GWG Projekte: Vom Spatzen freundlichen Hochhaus bis zur Kunst im Treppenaufgang
Es mag vielleicht so ausgesehen haben, als hätte sich da ein munteres Grüppchen an Touristen im „Oben-Ohne-Bus“ in Ingolstädter Wohngebiete verirrt. Aber es handelte sich nicht um eine Spazierfahrt, sondern um Informationsbeschaffung. Die Gemeinnützige Wohnungsbaugesellschaft (GWG) hatte ihre alljährliche Besichtigungstour verschiedener Bauprojekte an einem heißen September Dienstag im „Cabrio-Bus“ absolviert.
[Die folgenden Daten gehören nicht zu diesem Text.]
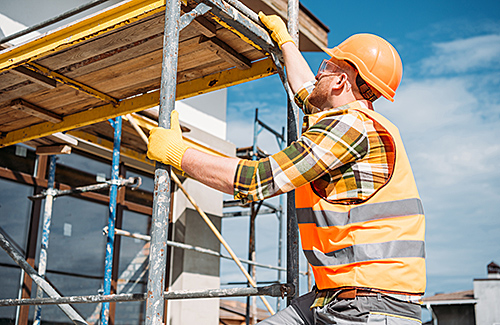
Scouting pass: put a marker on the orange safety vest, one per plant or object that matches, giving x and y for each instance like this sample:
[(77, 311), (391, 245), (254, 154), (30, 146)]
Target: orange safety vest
[(377, 243)]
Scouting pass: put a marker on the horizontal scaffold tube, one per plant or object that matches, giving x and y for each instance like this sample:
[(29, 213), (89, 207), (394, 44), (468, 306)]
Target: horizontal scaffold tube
[(275, 290)]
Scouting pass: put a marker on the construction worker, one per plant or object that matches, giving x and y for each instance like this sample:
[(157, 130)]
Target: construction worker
[(359, 213)]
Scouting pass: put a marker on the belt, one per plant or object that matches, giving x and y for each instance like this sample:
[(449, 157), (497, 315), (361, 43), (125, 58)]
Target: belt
[(353, 293)]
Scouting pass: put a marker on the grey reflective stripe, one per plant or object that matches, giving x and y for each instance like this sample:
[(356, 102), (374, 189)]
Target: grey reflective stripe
[(361, 213), (367, 252)]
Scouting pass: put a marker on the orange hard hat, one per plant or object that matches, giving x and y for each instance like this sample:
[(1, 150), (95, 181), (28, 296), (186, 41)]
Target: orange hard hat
[(377, 61)]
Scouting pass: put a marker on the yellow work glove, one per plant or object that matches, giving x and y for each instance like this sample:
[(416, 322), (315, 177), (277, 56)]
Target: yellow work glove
[(277, 27), (167, 145)]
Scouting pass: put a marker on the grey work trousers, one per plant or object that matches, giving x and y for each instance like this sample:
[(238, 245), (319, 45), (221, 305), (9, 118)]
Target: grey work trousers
[(371, 310)]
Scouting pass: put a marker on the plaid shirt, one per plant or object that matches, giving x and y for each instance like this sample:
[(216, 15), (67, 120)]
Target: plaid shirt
[(341, 154)]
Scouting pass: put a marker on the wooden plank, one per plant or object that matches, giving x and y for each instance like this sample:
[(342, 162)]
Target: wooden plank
[(8, 79), (151, 27), (35, 77), (213, 82), (36, 111), (22, 90), (225, 52)]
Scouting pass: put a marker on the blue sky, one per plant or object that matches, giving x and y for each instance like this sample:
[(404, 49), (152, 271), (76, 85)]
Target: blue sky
[(447, 109)]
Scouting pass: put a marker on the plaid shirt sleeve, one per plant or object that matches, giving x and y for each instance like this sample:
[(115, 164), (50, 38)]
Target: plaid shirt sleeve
[(334, 141)]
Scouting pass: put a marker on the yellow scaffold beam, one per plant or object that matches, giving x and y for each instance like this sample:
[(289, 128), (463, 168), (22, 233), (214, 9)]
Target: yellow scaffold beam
[(80, 31), (98, 114)]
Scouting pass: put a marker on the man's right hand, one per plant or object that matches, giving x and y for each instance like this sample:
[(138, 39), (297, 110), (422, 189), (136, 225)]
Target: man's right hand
[(277, 27)]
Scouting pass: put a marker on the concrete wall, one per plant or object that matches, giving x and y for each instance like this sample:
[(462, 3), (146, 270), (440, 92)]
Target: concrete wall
[(191, 270), (487, 291)]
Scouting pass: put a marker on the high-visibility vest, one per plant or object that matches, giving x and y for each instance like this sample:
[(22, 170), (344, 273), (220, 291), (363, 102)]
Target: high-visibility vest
[(377, 243)]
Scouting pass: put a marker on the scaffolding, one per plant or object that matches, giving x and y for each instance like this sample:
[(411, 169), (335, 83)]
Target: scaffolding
[(29, 61)]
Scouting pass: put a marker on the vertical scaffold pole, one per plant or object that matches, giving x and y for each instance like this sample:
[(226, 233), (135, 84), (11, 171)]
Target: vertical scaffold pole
[(113, 192), (293, 131), (47, 216), (161, 202)]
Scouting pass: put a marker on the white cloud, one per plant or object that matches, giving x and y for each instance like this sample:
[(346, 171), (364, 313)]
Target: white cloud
[(464, 55)]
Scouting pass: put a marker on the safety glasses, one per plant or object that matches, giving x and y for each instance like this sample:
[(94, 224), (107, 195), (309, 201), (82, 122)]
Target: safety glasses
[(328, 67)]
Aufsichtsratsmitglieder und Mitglieder des Mieterbeirats waren u.a. an Bord und ließen sich von GWG Geschäftsführer Alexander Bendzko an verschiedenen Haltepunkten über aktuelle und abgeschlossene Projekte auf den aktuellen Stand bringen.
Station 1: Von der Flüchtlingsunterkunft zum Kindergarten
In der Gustav-Adolf-Straße sind durch die GWG vor vier Jahren Unterkünfte für unbegleitete minderjährige Flüchtlinge errichtet worden. „Ganz so schlimm wie es dargestellt wurde, ist es nicht gewesen,“ meinte Alexander Bendzko zum schlagzeilenträchtigen „Aus“ für die Flüchtlingsunterkunft nach zwei Jahren. Anschließend wurden die 24 Wohnungen saniert, um sie z.B. an Auszubildende oder Berufseinsteiger zu vermieten. Nun aber bekommen die sechs Gebäude, die aus Fertiggaragen konstruiert sind, einen ganz neuen (vom Stadtrat 2019 so beschlossenen) Zweck: Es entsteht hier eine städtische Kindertageseinrichtung mit Plätzen für knapp 300 Kinder.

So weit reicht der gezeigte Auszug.